Imagine 'Dunkirk' But Fun & Where Women Exist
I have to admit I had no interest in Dunkirk until the day I saw it. With the all-white-male cast and Christopher Nolan header, it seemed to me totally respectable viewing material on an Oscar Bait level, but not something that would interest me. What a great follow-up for a Revenant-themed movie marathon! But personally, when I’m deciding what I’m going to spend money to see on a Friday night, Sepia Masculinity is not my first choice of genre.
But word of mouth convinced me that this movie was more than the poster promised, and it was 100% right. Dunkirk is not just a great war movie, but a great anything movie. And if you’ve seen it (or if you haven’t and even if you absolutely don’t want to) and you want a follow-up that isn’t quite so anxiously suffocating, then oh boy. Do I have a movie for you.
I wasn’t sure why I hadn’t heard of Their Finest. Probably because it never actually got an American release, and even its UK release came two years after it acquired distribution. But its cast is everything good in the world: Gemma Arterton, Bill Nighy, Richard E. Grant, and Sam Clafin, plus Jake Lacy in maybe my favorite role of his to date, which says A LOT, because there is a whole lot of competition there.
The movie centers on a film studio in 1940 London, charged with making movies that both entertain and improve morale. (Read: euphemisms for propaganda.) All this is happening while bombs drop on the city daily and men are, for the most part, absent, off at war themselves.
Catrin Cole (Arterton) is then brought in to write the “women’s parts” of their movies, with the previous experience of having filled in for a male writer on a single comic strip. She’s therefore just qualified enough to be totally undervalued. But she ends up pitching the remarkable (and secretly less than factually accurate) story of two young women who steal their alcoholic father’s boat to help in the same Dunkirk recovery mission Nolan took on in his film.
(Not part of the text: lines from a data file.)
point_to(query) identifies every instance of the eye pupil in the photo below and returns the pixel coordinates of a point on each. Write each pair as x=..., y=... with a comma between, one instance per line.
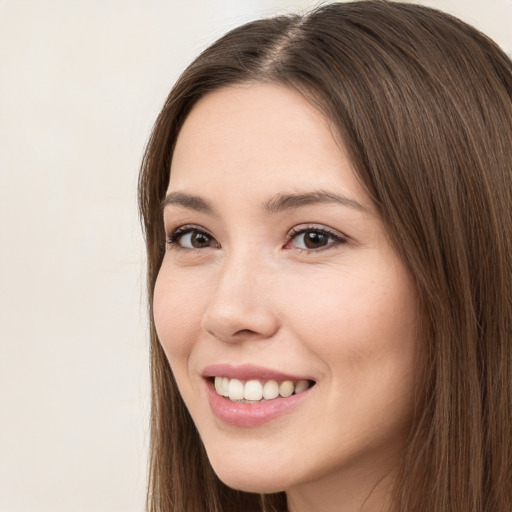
x=199, y=240
x=314, y=239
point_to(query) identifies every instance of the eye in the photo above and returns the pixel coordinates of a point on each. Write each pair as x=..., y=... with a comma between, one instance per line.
x=191, y=237
x=314, y=238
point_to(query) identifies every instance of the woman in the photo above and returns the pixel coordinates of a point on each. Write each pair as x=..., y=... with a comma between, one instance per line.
x=327, y=206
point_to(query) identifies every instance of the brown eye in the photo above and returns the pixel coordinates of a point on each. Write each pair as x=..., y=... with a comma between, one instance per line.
x=190, y=238
x=199, y=240
x=315, y=240
x=311, y=239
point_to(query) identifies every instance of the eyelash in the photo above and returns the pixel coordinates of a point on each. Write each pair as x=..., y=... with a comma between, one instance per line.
x=336, y=238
Through the entire film, at any given moment, Cole has to navigate her new career, her relationship with her insecure 4F husband, general sexism in the workplace and at home, and- oh yeah- BOMBS FALLING FROM THE FUCKING SKY every single day and night. The story drifts briefly into love triangle territory, yet avoids ever feeling cliche. It manages persistent levity, putting the actual Funkirk in its Dunkirk, but still packs one hell of an emotional wallop when it wants to.
I can’t remember the last time I was so surprised by a movie. When I thought they were getting ready to kill off a character, I got romance. When I thought we were safe, they leaned into tragedy. None of this ever felt like clumsy storytelling.
It can’t be understated that much of this has to be due to the fact that it is a woman’s story through and through. Sit down, #NotAllMen, no one is saying women are inherently better at filmmaking. But this is a woman’s story. And if it didn’t commit to maintaining Cole’s unwavering point of view throughout, it would have suffered. This is a movie about a woman, written and directed by women (Gaby Chiappe and Lone Scherfig, respectively), based on a book written by a woman (Their Finest Hour and a Half by Lissa Evans). Scanning through the IMDB credits, the producing credits and crew seem to be uniquely woman-heavy (meaning about equally split). When telling the story of a woman, how novel to include women in the process. It’s almost like that makes an infinitely better movie.
Their Finest isn’t available to stream for free yet, but it’s fully worth the $5 it will cost you on Amazon, YouTube, iTunes, or anywhere else. What movie are you in the mood for? Romance? Comedy? Tragedy? War film? Period piece? Looking at Gemma Arterton’s gorgeous face? THIS IS YOUR MOVIE. Sorry if I’m coming off too forceful. I’m just trying to make up for my horrible mistake in not previously knowing of this movie’s existence to the degree it deserves. I promise you’ll be better off if you don’t repeat it.